Is there anything on the ROS2 roadmap that will help address service reliability in the near term? We just switched to ROS2 and this issue is hurting our ability to build a stack around it, because being able to have a service driven infrastructure is critical to efficient use of CPU on low compute platforms.

aditya2592 avatar Jun 22 '22 00:06 aditya2592

HI @aditya2592 , are you guys running into these issues while using docker or also on a normal installation? We could reproduce the first issue (see https://github.com/MarcoMatteoBassa/reproduce_client_bug) but only while running on a docker container (not specifically with fastrtps, happens with cyclone too), so we are wondering if there's any docker-specific problem.

MarcoMatteoBassa avatar Jun 24 '22 07:06 MarcoMatteoBassa

Hi @MarcoMatteoBassa, yes we are also running through a docker, thats awesome that you were able to reproduce it. I have been having trouble doing that because it is indeed effected by system load and low compute platforms. On top of that, everything we have so far is on the same system ie on localhost itself. Because of these issues on the same machine, we havent been able to expand to ROS2 across machines. We also switched to using the Fast DDS discovery server with below config as suggested in the tutorials, though I am still unsure why discovery server would be needed to discover services on the same machine

<?xml version="1.0" encoding="UTF-8" ?>
<dds>
    <profiles xmlns="http://www.eprosima.com/XMLSchemas/fastRTPS_Profiles">
        <participant profile_name="super_client_profile" is_default_profile="true">
            <rtps>
                <sendSocketBufferSize>1048576</sendSocketBufferSize>
                <listenSocketBufferSize>4194304</listenSocketBufferSize>
                <builtin>
                    <discovery_config>
                        <discoveryProtocol>SUPER_CLIENT</discoveryProtocol>
                        <discoveryServersList>
                            <RemoteServer prefix="44.53.00.5f.45.50.52.4f.53.49.4d.41">
                                <metatrafficUnicastLocatorList>
                                    <locator>
                                        <udpv4>
                                            <address>127.0.0.1</address>
                                            <port>11811</port>
                                        </udpv4>
                                    </locator>
                                </metatrafficUnicastLocatorList>
                            </RemoteServer>
                        </discoveryServersList>
                    </discovery_config>
                </builtin>
            </rtps>
        </participant>
    </profiles>
</dds>

aditya2592 avatar Jun 24 '22 15:06 aditya2592

@aditya2592 did you run into those issues even when running on cyclone-DDS (without the discovery server) on galactic?
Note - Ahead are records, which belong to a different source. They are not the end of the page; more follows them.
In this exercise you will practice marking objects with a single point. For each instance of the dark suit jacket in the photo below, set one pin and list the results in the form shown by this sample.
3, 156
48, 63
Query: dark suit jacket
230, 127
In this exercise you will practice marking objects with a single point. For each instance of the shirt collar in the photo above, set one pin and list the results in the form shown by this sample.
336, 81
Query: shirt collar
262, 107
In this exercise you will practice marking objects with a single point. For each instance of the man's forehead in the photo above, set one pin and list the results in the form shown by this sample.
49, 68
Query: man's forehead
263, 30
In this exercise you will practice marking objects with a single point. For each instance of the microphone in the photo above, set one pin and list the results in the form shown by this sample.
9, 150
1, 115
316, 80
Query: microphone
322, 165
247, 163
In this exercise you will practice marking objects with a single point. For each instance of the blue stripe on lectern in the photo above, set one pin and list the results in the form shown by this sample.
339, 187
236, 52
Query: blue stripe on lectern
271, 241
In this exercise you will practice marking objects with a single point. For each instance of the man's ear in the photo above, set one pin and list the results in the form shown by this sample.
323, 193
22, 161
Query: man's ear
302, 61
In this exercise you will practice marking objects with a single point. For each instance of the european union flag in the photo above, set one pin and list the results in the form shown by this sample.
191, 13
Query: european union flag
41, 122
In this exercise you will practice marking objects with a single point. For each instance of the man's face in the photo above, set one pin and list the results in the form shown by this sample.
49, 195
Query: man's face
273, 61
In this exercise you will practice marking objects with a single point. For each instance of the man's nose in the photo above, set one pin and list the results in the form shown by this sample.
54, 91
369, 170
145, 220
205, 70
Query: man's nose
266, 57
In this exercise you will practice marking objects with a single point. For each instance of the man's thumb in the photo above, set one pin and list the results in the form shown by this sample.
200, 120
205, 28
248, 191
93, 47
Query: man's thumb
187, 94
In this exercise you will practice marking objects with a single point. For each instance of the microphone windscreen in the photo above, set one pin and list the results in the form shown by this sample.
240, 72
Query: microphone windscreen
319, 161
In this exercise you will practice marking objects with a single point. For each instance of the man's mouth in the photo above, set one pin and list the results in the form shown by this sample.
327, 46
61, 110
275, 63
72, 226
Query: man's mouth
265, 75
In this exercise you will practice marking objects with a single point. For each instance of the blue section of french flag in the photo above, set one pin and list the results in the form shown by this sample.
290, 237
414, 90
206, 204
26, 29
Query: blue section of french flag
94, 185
For Humble apparently something is moving https://discourse.ros.org/t/nav2-issues-with-humble-binaries-due-to-fast-dds-rmw-regression/26128/2

MarcoMatteoBassa avatar Jun 24 '22 16:06 MarcoMatteoBassa

@MiguelCompany this could be related to https://github.com/ros2/rmw_fastrtps/pull/616?

fujitatomoya avatar Jun 24 '22 16:06 fujitatomoya

@aditya2592 did you run into those issues even when running on cyclone-DDS (without the discovery server) on galactic? For Humble apparently something is moving https://discourse.ros.org/t/nav2-issues-with-humble-binaries-due-to-fast-dds-rmw-regression/26128/2

We had a lot more issues with cyclone so we stopped experimenting with that early on. There were memory leaks and general latency was not good with cyclone. But I have seen issues on both galactic and humble using Fast DDS with/without discovery server, with all services and clients on the same machine

aditya2592 avatar Jun 24 '22 17:06 aditya2592

@aditya2592 did you run into those issues even when running on cyclone-DDS (without the discovery server) on galactic? For Humble apparently something is moving https://discourse.ros.org/t/nav2-issues-with-humble-binaries-due-to-fast-dds-rmw-regression/26128/2

@MarcoMatteoBassa Were you able to run your experiment with the fix in this MR - https://github.com/ros2/rmw_fastrtps/pull/616 ?

aditya2592 avatar Jul 05 '22 21:07 aditya2592

Hi @aditya2592 @fujitatomoya , I just tried to use the latest version of osrf/ros2:nightly (verified that the specified fix is there) as base for my test in https://github.com/MarcoMatteoBassa/reproduce_client_bug but I can still reproduce the issue

MarcoMatteoBassa avatar Jul 07 '22 13:07 MarcoMatteoBassa

@MarcoMatteoBassa thanks for checking, i cannot reproduce with your test but technically there is a race condition for service discovery as described on this thread.

fujitatomoya avatar Jul 07 '22 16:07 fujitatomoya

@fujitatomoya thanks for trying, JFI, here is the corresponding issue (opend on the docker images repo because I can only reproduce it on docker) https://github.com/osrf/docker_images/issues/628

MarcoMatteoBassa avatar Jul 07 '22 16:07 MarcoMatteoBassa

The change in #616 has been merged, but not released yet. That means it is definitely not in the docker images yet. We'll have to do a new release of rmw_fastrtps into Rolling, and then rebuild the docker images before the test is valid.

In the meantime, @MarcoMatteoBassa is there any chance you can test from sources instead? You can follow the instructions at https://docs.ros.org/en/rolling/Installation/Alternatives/Ubuntu-Development-Setup.html to do that.

clalancette avatar Jul 07 '22 16:07 clalancette